Speaking when the President of Togo, Faure Gnassingbe, visited the Presidential Villa on Thursday to invite him to a security summit in Togo in November, 2015, Buhari noted that development would be impossible without security.
He, therefore, called for cooperation among African countries to combat terrorism, piracy and other security challenges facing the sub-region.
He also said African countries must pay attention to agriculture and manufacturing to provide jobs for unemployed youths.
Buhari expressed appreciation for Gnassingbe’s visit and for his concern about regional security, Boko Haram insurgency, oil theft, illegal fishing, oil pollution and the dumping of toxins.
He said, “His (Gnassingbe’s) concern about regional security made it imperative for him to organise a summit on maritime security and development in November to examine a lot of issues.
“As for Nigeria, we are grateful for the sympathy and the goodwill expressed, touching on the performance of our armed forces and law enforcement agencies, since this administration came into being. It is is not easy trying to fight on so many fronts, the North-East, the South-South and then try to provide infrastructure in our country.”
The President observed that the cooperation of the regional countries comprising Cameroun, Chad, Niger and Benin Republic had resulted in the isolation of Boko Haram and a chance of peace in the region.
Speaking earlier, the Togolese President commended Buhari and the Nigerian security forces for the work they are doing to combat terrorism in West Africa.
He informed the President that the security summit being hosted by his country would deal with issues of piracy, oil theft, environmental pollution, immigration, as well as human and drug trafficking.
When asked by journalists if African countries were not hosting too many summits, Gnassingbe disagreed, saying the summits were not enough.
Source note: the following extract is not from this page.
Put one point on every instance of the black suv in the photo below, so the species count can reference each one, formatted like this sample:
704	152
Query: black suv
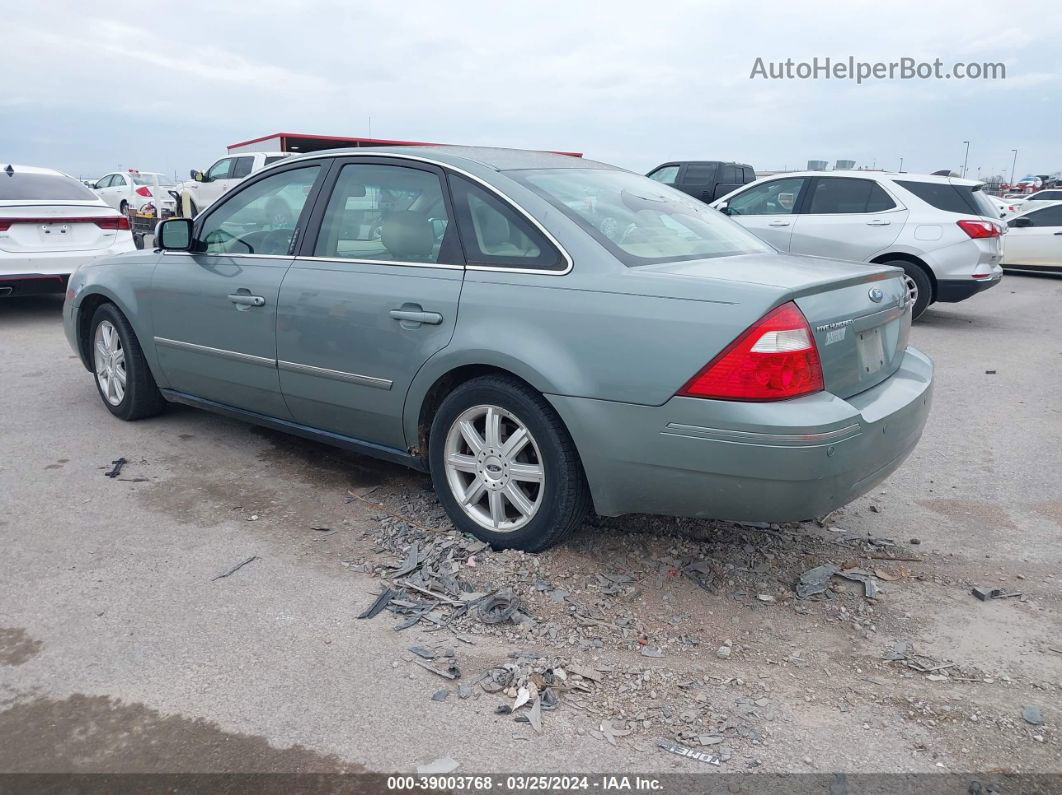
704	179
He said, “Piracy alone costs the Gulf of Guinea $7billion a year, that is what we lose for not combatting it and we also know that without cooperation you cannot combat piracy, but the first stage is to come together and talk.
“If all the African countries are on the same page, it would be easy to tackle the security challenges, so we have to keep holding summits, because individual countries cannot combat piracy effectively without cooperation.
“If you try to fight them in Togo, they go to the next country, then you don’t have the mechanism to go into the other countries. so summits are necessary, they are not even sufficient.”